Thank you in advance for the input.


----------



## Nimitz (May 20, 2008)

I think you may be confusing terms a bit. I'm not aware of any continuous lighting that does not have a power cord since that is what continuous lighting is - powerful daylight color temp (usually) lamps that you just plug into a socket. I think what you are talking about are mono light strobes. These are self contained studio strobes which do not require a power pack, are completely self-contained so that you can just plug them into a 110 outlet which makes them portable as well.

I have a set of 3 Alien Bee B800 mono lights which I use for my in-home pet portraits. These strobes need to be portable since I go to the client's home to do the portrait session with their pet.

For the money I don't think you can buy a better mono light then Alien Bees (www.alienbees.com) . best of all you can call their customer service, discuss what you are trying to do & they will recommend the appropriate strobes. They are VERY helpul for first time strobe buyers ...

You said you are trying to shoot exterior buildings which brings up the question of enough power. How large of an area will you be shooting? You may find it very difficult & cost prohibitive to buy strobes powerful enough - or maybe I don't understand what you are trying to light?


----------



## Clover Black (May 20, 2008)

Ah, thanks for the input. Yeah, basically I'm trying to light exterior fronts of residential homes, 1 to 2 stories with enough light at a, say, dusk shot.

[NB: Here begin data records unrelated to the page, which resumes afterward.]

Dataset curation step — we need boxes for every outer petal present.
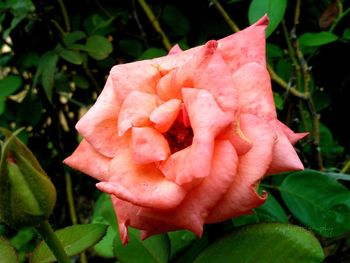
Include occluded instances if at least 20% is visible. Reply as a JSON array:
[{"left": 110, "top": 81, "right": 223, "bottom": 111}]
[
  {"left": 232, "top": 63, "right": 277, "bottom": 119},
  {"left": 160, "top": 88, "right": 231, "bottom": 185},
  {"left": 110, "top": 60, "right": 161, "bottom": 102},
  {"left": 63, "top": 139, "right": 112, "bottom": 181},
  {"left": 206, "top": 114, "right": 276, "bottom": 223},
  {"left": 96, "top": 146, "right": 186, "bottom": 209},
  {"left": 76, "top": 77, "right": 121, "bottom": 157},
  {"left": 138, "top": 141, "right": 238, "bottom": 238},
  {"left": 218, "top": 15, "right": 268, "bottom": 73},
  {"left": 267, "top": 120, "right": 307, "bottom": 174},
  {"left": 150, "top": 99, "right": 181, "bottom": 132},
  {"left": 131, "top": 127, "right": 170, "bottom": 164},
  {"left": 118, "top": 91, "right": 157, "bottom": 136}
]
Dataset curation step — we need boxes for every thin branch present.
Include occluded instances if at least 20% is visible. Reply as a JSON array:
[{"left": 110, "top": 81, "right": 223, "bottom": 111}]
[
  {"left": 211, "top": 0, "right": 240, "bottom": 32},
  {"left": 137, "top": 0, "right": 171, "bottom": 51},
  {"left": 57, "top": 0, "right": 71, "bottom": 33}
]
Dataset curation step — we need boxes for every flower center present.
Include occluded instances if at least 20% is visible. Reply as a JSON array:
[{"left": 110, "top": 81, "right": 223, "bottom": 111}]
[{"left": 164, "top": 119, "right": 193, "bottom": 154}]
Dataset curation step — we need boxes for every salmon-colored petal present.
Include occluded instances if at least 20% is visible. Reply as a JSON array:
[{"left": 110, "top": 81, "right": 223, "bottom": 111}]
[
  {"left": 160, "top": 88, "right": 231, "bottom": 185},
  {"left": 110, "top": 60, "right": 161, "bottom": 102},
  {"left": 96, "top": 144, "right": 186, "bottom": 209},
  {"left": 175, "top": 40, "right": 238, "bottom": 115},
  {"left": 118, "top": 91, "right": 157, "bottom": 136},
  {"left": 271, "top": 119, "right": 309, "bottom": 145},
  {"left": 168, "top": 44, "right": 182, "bottom": 55},
  {"left": 206, "top": 114, "right": 276, "bottom": 223},
  {"left": 218, "top": 119, "right": 253, "bottom": 155},
  {"left": 131, "top": 127, "right": 170, "bottom": 164},
  {"left": 150, "top": 99, "right": 181, "bottom": 132},
  {"left": 218, "top": 15, "right": 268, "bottom": 73},
  {"left": 138, "top": 141, "right": 238, "bottom": 238},
  {"left": 267, "top": 121, "right": 307, "bottom": 174},
  {"left": 232, "top": 63, "right": 276, "bottom": 119},
  {"left": 76, "top": 77, "right": 121, "bottom": 157},
  {"left": 63, "top": 139, "right": 112, "bottom": 181}
]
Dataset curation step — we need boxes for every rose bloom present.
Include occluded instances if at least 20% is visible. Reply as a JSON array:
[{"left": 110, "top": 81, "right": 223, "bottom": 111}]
[{"left": 64, "top": 16, "right": 305, "bottom": 244}]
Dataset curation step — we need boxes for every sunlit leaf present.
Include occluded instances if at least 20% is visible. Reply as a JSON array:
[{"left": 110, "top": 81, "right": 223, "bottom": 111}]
[
  {"left": 248, "top": 0, "right": 287, "bottom": 37},
  {"left": 194, "top": 223, "right": 324, "bottom": 263},
  {"left": 279, "top": 170, "right": 350, "bottom": 237}
]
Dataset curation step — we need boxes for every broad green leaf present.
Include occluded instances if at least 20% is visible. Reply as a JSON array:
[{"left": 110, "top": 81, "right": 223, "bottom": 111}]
[
  {"left": 0, "top": 75, "right": 22, "bottom": 98},
  {"left": 233, "top": 190, "right": 288, "bottom": 226},
  {"left": 194, "top": 223, "right": 324, "bottom": 263},
  {"left": 0, "top": 236, "right": 19, "bottom": 263},
  {"left": 279, "top": 170, "right": 350, "bottom": 237},
  {"left": 168, "top": 230, "right": 196, "bottom": 259},
  {"left": 60, "top": 49, "right": 83, "bottom": 65},
  {"left": 94, "top": 226, "right": 117, "bottom": 258},
  {"left": 248, "top": 0, "right": 287, "bottom": 37},
  {"left": 63, "top": 31, "right": 86, "bottom": 47},
  {"left": 31, "top": 224, "right": 107, "bottom": 263},
  {"left": 33, "top": 51, "right": 59, "bottom": 101},
  {"left": 119, "top": 39, "right": 143, "bottom": 57},
  {"left": 299, "top": 32, "right": 338, "bottom": 47},
  {"left": 138, "top": 47, "right": 167, "bottom": 60},
  {"left": 86, "top": 35, "right": 113, "bottom": 60},
  {"left": 343, "top": 28, "right": 350, "bottom": 40},
  {"left": 114, "top": 228, "right": 170, "bottom": 263}
]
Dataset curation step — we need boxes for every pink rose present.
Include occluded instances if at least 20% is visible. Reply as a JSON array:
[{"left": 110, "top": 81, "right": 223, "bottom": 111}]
[{"left": 65, "top": 16, "right": 305, "bottom": 244}]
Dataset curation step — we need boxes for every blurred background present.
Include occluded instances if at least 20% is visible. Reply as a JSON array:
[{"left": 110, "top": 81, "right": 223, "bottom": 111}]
[{"left": 0, "top": 0, "right": 350, "bottom": 262}]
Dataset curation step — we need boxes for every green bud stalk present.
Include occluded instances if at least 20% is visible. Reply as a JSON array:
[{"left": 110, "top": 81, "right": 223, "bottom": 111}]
[{"left": 0, "top": 128, "right": 56, "bottom": 229}]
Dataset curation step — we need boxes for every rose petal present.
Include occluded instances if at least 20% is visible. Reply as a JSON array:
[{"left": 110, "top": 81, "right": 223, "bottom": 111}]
[
  {"left": 150, "top": 99, "right": 181, "bottom": 133},
  {"left": 232, "top": 63, "right": 277, "bottom": 119},
  {"left": 218, "top": 15, "right": 268, "bottom": 73},
  {"left": 76, "top": 77, "right": 121, "bottom": 157},
  {"left": 160, "top": 88, "right": 231, "bottom": 185},
  {"left": 138, "top": 141, "right": 238, "bottom": 238},
  {"left": 267, "top": 121, "right": 306, "bottom": 174},
  {"left": 63, "top": 139, "right": 112, "bottom": 181},
  {"left": 110, "top": 60, "right": 161, "bottom": 102},
  {"left": 206, "top": 114, "right": 276, "bottom": 223},
  {"left": 96, "top": 146, "right": 186, "bottom": 209},
  {"left": 118, "top": 91, "right": 157, "bottom": 136},
  {"left": 131, "top": 127, "right": 170, "bottom": 164}
]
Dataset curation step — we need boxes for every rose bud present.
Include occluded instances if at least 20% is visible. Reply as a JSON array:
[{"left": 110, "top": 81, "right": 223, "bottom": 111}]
[
  {"left": 0, "top": 129, "right": 56, "bottom": 229},
  {"left": 64, "top": 16, "right": 306, "bottom": 244}
]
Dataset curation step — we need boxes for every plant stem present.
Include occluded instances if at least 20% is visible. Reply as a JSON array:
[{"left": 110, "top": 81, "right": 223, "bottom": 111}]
[
  {"left": 137, "top": 0, "right": 171, "bottom": 51},
  {"left": 36, "top": 220, "right": 71, "bottom": 263},
  {"left": 211, "top": 0, "right": 240, "bottom": 32},
  {"left": 58, "top": 0, "right": 70, "bottom": 33}
]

Maybe I'm thinking too much outside the box for a continuous light with out a power source (lol).


----------



## JamesD (May 20, 2008)

Many people find light at dusk almost ideal by itself.  Try setting up on a tripod and shooting available light.  You might like it, and it's free.


----------



## D-50 (May 20, 2008)

This is obvious but if you shoot with the sun to your back you're going to get great results. You could try combining layers as well to get both the house and surroudings properly exposed. I think lights that will evenly light a whole house are going to cost quite a bit and probably need a power cord.


----------



## Alfred D. (May 21, 2008)

Like the others suggested, Clover, lighting up the fronts of residential homes artificially is going to require motion picture set type lighting. _Thousands_ of wattseconds! Ditto dollars! Not to mention 3 assistants.
If I were you I'd dial down my ISO amap, get a sturdy tripod, possibly an ND filter or 2, learn the art of slow shutter speed exposures with available light, and then do magic with HDRI!
Simple really. 












And no amount of extra light that the photog could have brought to bear could have wrought this. Pure available light, excellent exposure, and professional level editing. HDRI to the max, of course.
It's a choice. But it _does_ demo the amount of control you can have over available light! It's up to you what you do with that control.


----------